Their hits are evergreens. "Waterloo," "Gimme! Gimme! Gimme! (A Man After Midnight)", "The Winner Takes It All" and many other songs from their eight studio albums graced the charts worldwide.

Despite personal crises between the band members and a hiatus that began in 1982 and lasted for four decades, their music is still a commercial success. To date, ABBA are said to have made about €2 billion ($2.4 billion) in profits.

For a long time, a reunion looked remote, as all four band members categorically rejected getting back together. In 2000, they turned down the offer of a €1 billion world tour.

Media report about a new tour

The #ABBAVoyage tweet fueled the debate about a possible comeback. The band had hinted that new songs were in the making.

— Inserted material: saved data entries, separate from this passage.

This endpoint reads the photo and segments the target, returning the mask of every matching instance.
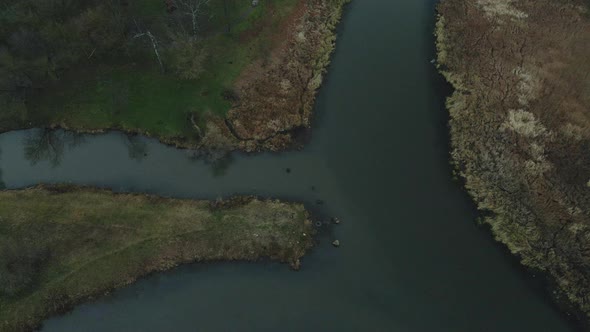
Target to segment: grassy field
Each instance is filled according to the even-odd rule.
[[[5,0],[0,132],[118,129],[178,147],[297,146],[348,0]],[[156,52],[157,51],[157,52]]]
[[[207,202],[67,186],[0,191],[0,330],[180,263],[270,257],[298,267],[313,228],[299,204]]]

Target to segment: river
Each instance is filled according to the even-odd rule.
[[[237,154],[213,168],[190,151],[114,132],[67,137],[53,160],[34,163],[25,151],[38,131],[0,135],[8,188],[71,182],[172,197],[257,194],[342,220],[319,236],[299,272],[269,262],[187,265],[51,318],[43,331],[573,330],[539,277],[477,225],[452,180],[449,91],[430,64],[434,6],[348,6],[300,152]]]

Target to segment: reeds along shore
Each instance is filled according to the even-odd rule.
[[[451,156],[484,222],[590,314],[590,19],[583,1],[445,0]]]

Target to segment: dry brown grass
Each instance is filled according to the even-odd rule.
[[[498,240],[590,314],[590,20],[578,0],[444,0],[452,157]]]
[[[300,1],[272,37],[268,58],[250,64],[238,78],[239,100],[227,125],[242,149],[284,149],[293,144],[294,131],[309,127],[346,2]]]

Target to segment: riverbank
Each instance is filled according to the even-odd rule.
[[[0,132],[121,130],[182,148],[278,151],[296,147],[310,127],[348,0],[211,2],[193,35],[182,8],[161,1],[76,5],[60,18],[74,30],[68,38],[30,32],[57,28],[42,28],[55,18],[25,2],[5,10],[32,18],[0,15],[0,42],[9,45],[0,58]],[[147,39],[137,39],[147,32],[158,62]],[[86,45],[87,35],[100,42]],[[63,57],[52,50],[60,43]]]
[[[451,156],[496,239],[590,315],[590,20],[584,1],[446,0]]]
[[[0,191],[0,330],[50,315],[182,263],[299,268],[314,229],[301,204],[115,194],[74,186]]]

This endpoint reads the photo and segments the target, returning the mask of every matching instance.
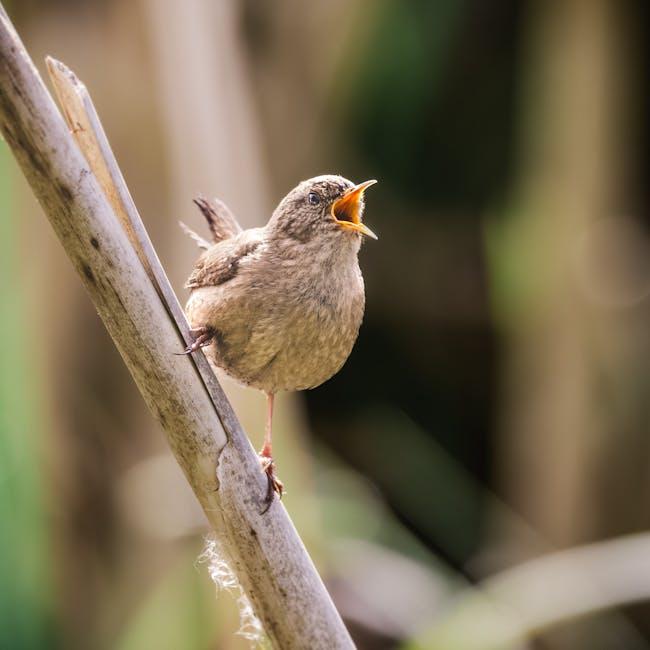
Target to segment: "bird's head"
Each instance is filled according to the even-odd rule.
[[[377,181],[355,185],[342,176],[316,176],[295,187],[276,208],[274,232],[306,243],[313,239],[377,239],[363,222],[364,192]]]

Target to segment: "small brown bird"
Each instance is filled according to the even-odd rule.
[[[362,223],[364,192],[341,176],[303,181],[282,199],[263,228],[242,230],[225,204],[195,203],[212,244],[183,225],[205,249],[186,287],[185,311],[192,353],[207,347],[215,365],[267,396],[262,468],[273,492],[273,397],[281,390],[314,388],[345,363],[359,333],[365,295],[358,252],[362,236],[377,239]]]

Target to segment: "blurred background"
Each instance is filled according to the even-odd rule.
[[[359,648],[650,648],[645,0],[4,4],[88,86],[181,301],[194,196],[253,226],[379,179],[359,341],[274,437]],[[249,647],[4,143],[0,340],[0,648]]]

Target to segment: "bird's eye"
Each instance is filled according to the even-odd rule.
[[[307,199],[312,205],[318,205],[320,203],[320,196],[316,192],[309,192]]]

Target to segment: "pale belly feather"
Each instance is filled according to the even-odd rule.
[[[343,280],[345,291],[331,281],[284,292],[205,287],[192,293],[186,311],[193,327],[215,330],[204,351],[238,381],[267,393],[314,388],[345,363],[363,318],[358,267]]]

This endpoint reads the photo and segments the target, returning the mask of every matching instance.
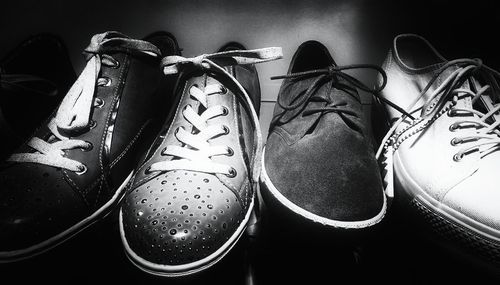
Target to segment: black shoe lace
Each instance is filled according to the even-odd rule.
[[[359,79],[353,77],[350,74],[347,74],[344,72],[344,70],[353,70],[353,69],[371,69],[375,70],[378,74],[382,76],[382,83],[378,86],[375,86],[374,88],[370,88],[366,86],[363,82],[361,82]],[[319,75],[319,76],[318,76]],[[314,96],[315,91],[322,86],[322,84],[331,81],[332,86],[337,89],[353,89],[353,88],[358,88],[360,90],[363,90],[365,92],[371,93],[377,98],[379,98],[381,101],[387,103],[388,105],[394,107],[396,110],[400,111],[401,113],[411,117],[410,114],[408,114],[405,110],[400,108],[399,106],[395,105],[394,103],[390,102],[389,100],[381,97],[379,95],[379,92],[384,89],[386,83],[387,83],[387,75],[385,74],[384,70],[373,64],[352,64],[352,65],[344,65],[344,66],[336,66],[336,65],[331,65],[328,68],[323,68],[323,69],[315,69],[315,70],[308,70],[308,71],[303,71],[303,72],[296,72],[296,73],[290,73],[286,75],[279,75],[279,76],[273,76],[271,77],[271,80],[276,80],[276,79],[293,79],[293,80],[303,80],[306,78],[310,78],[313,76],[318,76],[309,86],[309,88],[304,92],[301,93],[302,95],[298,95],[297,97],[299,98],[285,98],[285,96],[278,96],[278,105],[285,110],[285,112],[280,113],[279,115],[275,116],[273,120],[271,121],[271,125],[275,125],[277,123],[280,124],[286,124],[290,122],[292,119],[294,119],[298,114],[300,114],[307,105],[307,102],[309,101],[325,101],[327,103],[326,106],[323,107],[316,107],[316,108],[311,108],[306,110],[303,115],[311,115],[313,113],[329,113],[329,112],[336,112],[336,113],[343,113],[343,114],[348,114],[348,115],[353,115],[357,116],[355,112],[342,108],[342,106],[345,106],[347,103],[346,102],[338,102],[338,103],[333,103],[330,102],[328,99]],[[342,82],[340,79],[343,79],[344,82]],[[289,99],[290,103],[284,102],[285,99]],[[290,100],[291,99],[291,100]],[[295,102],[293,102],[296,100]],[[295,110],[299,109],[298,112],[295,113],[295,115],[288,117],[287,119],[283,119],[284,114],[286,111],[290,110]]]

In 2018, Björn said ABBA were recording two songs, "I Still Have Faith In You" and "Don't Shut Me Down," according to Britain's NME magazine. A release date was kept vague until May 2021 when Björn said the new songs would come out this year, NME reported, in turn referring to the Australian Herald Sun.

ABBA, two emn and two women on stage

ABBA were known for their interesting stage outfits

Speculation was rife on social media. Back in 2017, Benny hinted in the Daily Telegraph that the band would go on tour again after a quarter of a century, not in person, but by putting "ABBAtars" on stage — holograms of the band members frozen in their 1970s looks.

The end of a myth?

Despite their break, ABBA never disappeared. Björn and Benny wrote musicals that were celebrated in London's West End or on Broadway in New York. Mamma Mia! has thrilled more than 60 million visitors since its premiere in 1999 and was turned into a film in 2008 starring Meryl Streep and Pierce Brosnan. It's considered one of the most successful musicals ever. With their cover versions, popular performers including Cher and Erasure also put ABBA songs back in the charts time and again.

ABBA songs are big with the LGBTQ community, too, and in 2010, 28 years after their last studio recordings, they were inducted into the legendary Rock and Roll Hall of Fame. The ABBA legend continues.

This article has been translated from German.